Attitude is the key for Cathal Sheridan

If any further evidence is needed to highlight just how difficult it can be to win a county SHC medal you only have to reflect a moment on the playing career of Kiltale manager Cathal Sheridan.

He enjoyed a protacted spell as a senior hurler - mostly as a half-back or a midfielder, with his career with Kiltale spanning from 1989 to a few years ago when he filled in as reserve goalkeeper.

He still loves playing and this year turned out for the Kiltale intermediate team in the championship at the ripe young age of 44 and there's no indication he's ready to hang up the stick just yet.
 
“I think most of it is down to attitude, I do some training myself, but attitude gets you through matches more than anything else, that determination to play,” he told the Meath Chronicle.

He won an All-Ireland SHC B medal with Meath in 1993 when current camogie boss John Davis was at the helm.
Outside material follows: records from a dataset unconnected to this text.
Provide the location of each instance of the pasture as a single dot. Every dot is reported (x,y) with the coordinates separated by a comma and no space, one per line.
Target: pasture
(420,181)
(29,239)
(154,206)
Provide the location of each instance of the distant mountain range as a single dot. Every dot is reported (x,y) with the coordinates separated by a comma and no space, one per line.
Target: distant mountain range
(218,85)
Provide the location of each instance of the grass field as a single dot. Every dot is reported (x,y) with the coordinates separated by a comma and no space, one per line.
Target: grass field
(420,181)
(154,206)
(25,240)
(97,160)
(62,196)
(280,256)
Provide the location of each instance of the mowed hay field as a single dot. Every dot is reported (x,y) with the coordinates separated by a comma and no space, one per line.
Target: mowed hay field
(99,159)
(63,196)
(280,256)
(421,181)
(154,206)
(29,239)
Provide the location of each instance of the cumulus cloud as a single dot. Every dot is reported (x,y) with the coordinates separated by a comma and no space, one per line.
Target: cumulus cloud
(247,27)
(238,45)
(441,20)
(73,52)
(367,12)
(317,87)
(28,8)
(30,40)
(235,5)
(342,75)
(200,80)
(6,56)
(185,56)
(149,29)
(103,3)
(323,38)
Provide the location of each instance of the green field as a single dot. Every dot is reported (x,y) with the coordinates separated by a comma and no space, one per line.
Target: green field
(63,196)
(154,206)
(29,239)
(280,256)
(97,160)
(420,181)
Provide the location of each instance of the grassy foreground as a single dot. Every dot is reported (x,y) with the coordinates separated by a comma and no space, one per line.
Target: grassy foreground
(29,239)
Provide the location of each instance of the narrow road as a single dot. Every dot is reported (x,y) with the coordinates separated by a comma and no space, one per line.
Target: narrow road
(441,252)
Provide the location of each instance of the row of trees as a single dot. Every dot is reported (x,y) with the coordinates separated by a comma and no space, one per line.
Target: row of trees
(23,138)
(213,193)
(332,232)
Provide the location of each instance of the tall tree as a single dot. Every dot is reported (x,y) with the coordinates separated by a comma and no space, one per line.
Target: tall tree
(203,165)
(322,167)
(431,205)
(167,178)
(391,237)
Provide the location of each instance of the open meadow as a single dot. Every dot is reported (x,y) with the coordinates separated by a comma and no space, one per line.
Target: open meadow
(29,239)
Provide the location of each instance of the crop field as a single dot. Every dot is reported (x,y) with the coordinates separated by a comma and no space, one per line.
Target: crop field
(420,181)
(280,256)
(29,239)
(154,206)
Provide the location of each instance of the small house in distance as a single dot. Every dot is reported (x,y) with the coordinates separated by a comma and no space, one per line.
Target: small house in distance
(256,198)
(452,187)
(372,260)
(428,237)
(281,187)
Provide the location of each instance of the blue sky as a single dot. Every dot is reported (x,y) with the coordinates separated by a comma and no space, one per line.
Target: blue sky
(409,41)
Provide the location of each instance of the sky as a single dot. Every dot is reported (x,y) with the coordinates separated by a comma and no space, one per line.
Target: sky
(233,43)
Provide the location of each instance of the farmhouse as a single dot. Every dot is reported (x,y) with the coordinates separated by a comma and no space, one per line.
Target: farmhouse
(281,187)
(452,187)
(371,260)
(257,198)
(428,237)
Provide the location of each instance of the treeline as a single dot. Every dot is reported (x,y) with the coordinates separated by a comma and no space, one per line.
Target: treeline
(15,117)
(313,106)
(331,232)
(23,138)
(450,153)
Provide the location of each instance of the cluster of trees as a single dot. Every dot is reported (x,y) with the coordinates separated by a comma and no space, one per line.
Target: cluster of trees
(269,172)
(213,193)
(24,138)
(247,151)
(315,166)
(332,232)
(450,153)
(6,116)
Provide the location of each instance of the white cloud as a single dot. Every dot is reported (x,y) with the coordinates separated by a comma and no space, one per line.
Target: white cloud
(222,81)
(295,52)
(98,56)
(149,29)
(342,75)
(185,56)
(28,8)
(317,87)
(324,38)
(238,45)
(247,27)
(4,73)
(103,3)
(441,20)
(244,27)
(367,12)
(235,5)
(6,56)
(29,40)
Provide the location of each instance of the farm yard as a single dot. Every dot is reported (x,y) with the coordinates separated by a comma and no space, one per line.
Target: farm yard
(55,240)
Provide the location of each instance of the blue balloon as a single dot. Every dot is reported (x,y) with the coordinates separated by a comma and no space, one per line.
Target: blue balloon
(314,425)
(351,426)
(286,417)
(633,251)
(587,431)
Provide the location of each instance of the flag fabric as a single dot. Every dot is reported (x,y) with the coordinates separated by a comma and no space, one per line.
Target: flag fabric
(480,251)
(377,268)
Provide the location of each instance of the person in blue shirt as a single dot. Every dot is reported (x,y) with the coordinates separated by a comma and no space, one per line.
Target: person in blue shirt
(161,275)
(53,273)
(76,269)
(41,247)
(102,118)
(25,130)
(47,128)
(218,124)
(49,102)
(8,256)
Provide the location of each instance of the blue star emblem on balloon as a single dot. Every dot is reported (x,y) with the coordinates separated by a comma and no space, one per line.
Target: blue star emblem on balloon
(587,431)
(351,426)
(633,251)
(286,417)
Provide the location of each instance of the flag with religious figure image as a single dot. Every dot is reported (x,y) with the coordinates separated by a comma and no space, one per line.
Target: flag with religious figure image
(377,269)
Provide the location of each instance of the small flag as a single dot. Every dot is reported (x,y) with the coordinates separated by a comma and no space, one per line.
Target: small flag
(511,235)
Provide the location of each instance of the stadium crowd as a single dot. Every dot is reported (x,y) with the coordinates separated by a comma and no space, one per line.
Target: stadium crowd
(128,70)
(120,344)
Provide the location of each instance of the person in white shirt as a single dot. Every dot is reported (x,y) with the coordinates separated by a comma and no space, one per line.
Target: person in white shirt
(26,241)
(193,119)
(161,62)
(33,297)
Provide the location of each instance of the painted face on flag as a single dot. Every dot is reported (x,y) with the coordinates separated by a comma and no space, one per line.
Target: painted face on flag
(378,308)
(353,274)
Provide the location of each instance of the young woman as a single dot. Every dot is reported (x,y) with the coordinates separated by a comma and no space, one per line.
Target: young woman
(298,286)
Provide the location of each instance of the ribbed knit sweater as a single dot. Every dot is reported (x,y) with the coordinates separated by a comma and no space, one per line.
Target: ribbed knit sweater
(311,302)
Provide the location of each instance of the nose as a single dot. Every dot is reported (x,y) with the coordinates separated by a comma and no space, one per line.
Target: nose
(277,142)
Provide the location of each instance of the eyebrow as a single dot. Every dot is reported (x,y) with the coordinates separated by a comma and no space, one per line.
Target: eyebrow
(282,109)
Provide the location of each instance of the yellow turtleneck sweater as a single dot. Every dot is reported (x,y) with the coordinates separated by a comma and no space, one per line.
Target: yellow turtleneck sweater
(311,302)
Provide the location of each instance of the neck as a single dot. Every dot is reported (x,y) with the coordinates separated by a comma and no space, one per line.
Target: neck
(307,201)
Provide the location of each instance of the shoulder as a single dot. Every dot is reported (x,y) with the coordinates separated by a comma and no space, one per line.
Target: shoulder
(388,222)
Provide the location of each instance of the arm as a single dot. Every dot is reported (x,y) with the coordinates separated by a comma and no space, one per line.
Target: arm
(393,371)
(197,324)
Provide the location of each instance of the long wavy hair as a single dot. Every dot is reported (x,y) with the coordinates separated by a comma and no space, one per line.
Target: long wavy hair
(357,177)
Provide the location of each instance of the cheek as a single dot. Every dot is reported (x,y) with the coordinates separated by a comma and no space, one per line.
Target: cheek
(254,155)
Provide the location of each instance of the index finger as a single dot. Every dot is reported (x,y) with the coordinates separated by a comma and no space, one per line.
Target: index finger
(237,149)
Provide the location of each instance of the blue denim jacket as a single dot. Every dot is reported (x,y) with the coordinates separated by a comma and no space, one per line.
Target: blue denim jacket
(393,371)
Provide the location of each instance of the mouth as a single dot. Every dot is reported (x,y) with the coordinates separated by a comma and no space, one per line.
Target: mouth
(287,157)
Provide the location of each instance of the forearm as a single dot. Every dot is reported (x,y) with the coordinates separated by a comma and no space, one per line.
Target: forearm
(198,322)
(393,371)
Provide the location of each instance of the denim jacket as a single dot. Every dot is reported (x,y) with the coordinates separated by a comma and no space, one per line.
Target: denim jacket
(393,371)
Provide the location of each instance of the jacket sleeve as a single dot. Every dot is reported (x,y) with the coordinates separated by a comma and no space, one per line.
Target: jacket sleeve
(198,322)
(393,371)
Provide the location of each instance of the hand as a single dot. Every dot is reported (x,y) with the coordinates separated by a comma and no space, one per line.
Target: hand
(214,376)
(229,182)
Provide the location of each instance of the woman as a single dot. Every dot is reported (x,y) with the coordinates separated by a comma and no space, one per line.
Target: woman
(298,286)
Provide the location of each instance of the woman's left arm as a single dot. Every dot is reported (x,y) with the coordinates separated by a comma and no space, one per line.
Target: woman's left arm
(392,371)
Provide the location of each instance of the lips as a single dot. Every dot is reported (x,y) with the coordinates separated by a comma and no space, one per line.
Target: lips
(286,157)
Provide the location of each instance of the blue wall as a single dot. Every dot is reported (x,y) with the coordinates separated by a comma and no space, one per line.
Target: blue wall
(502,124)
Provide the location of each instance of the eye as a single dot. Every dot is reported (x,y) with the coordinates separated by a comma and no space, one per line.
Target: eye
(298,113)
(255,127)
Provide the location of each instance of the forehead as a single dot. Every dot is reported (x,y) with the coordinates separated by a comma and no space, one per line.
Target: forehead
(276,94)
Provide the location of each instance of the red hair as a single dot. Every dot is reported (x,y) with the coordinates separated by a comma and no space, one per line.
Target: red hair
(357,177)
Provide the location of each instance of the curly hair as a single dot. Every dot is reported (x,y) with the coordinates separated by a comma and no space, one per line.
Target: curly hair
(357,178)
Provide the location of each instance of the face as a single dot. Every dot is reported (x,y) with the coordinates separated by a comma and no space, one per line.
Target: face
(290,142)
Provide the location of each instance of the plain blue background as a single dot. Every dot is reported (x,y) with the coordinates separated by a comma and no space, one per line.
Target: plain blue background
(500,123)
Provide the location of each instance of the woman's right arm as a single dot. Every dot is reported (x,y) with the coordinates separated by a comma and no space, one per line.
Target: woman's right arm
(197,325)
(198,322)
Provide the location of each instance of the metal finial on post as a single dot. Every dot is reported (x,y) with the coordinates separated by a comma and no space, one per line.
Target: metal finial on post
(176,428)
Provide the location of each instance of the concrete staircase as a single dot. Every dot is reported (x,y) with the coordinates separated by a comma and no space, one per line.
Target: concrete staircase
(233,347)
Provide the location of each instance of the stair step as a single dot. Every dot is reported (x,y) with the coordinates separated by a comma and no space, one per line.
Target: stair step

He also turned out for the county footballers under Sean Boylan - playing in NFL and O'Byrne Cup games. Unusually he also had a spell with Kildare senior footballers when he lived for a time in Kilcock, another indication he was certainly no slouch when it came to the big-ball game. He, of course, also played football for Moynalvey and Summerhill. 

Yet there is a real sense from him that down the years it was the small-ball game that offered him the greatest level of enjoyment - and yet in all the years of trying he only was on the field of play for Kiltale once when the club landed the Jubilee Cup. That was in 2007, the club's third crown.

Sheridan was too young in 1982 and '83 when Kiltale joined the golden circle of double SHC winners, but he remembers the excitement in the local area surrounding the team's triumphs.

During his playing days Sheridan performed under a wide range of managers. Now, in his first year as Kiltale's senior supremo, he's the one walking up and down the touchline, making the calls, drawing on the bits and pieces of information he observed and stored away over the years.

He doesn't hesitate when asked what is the greatest quality a manager can have?

“Players,” he answered without a second's hesitation.

“I'm a firm believer in that a manager is only as good as the players he has,” he added.

“Otherwise it's just about putting the structures around training to make sure you try and get the best out of the players you have. I'm lucky with the group of players I have, they're self-driven, self-motivated.”

The Kiltale boss is not reading too much into the fact that Kiltale have already defeated Kildalkey in the SHC. That was in the first round and it seems so far away now. A lot of water has flowed under the bridge since then, a lot of hurling played.

“We started well enough in that game, and got ahead of them early on, then they got back into it in the second-half it was tight, it was a very competitive game.

“We started the same 15 in the semi-final that we started in that first game against Kildalkey, we're lucky that way. 

“The final will be a very different game, finals are always different to the kind of games teams might have played early in the championship. Kildalkey have certainly improved since.”

He doesn't believe it's a burden that his team will be favourites for Saturday's showdown. He says his troops are experienced, level-headed, gutsy and well able to deal with such expectations to go with being champions.

Sheridan will be on the line guiding matters, but you get the feeling he'd love to be out there on the pitch striving for another SHC medal to add to the that sweet triumph 10 years ago.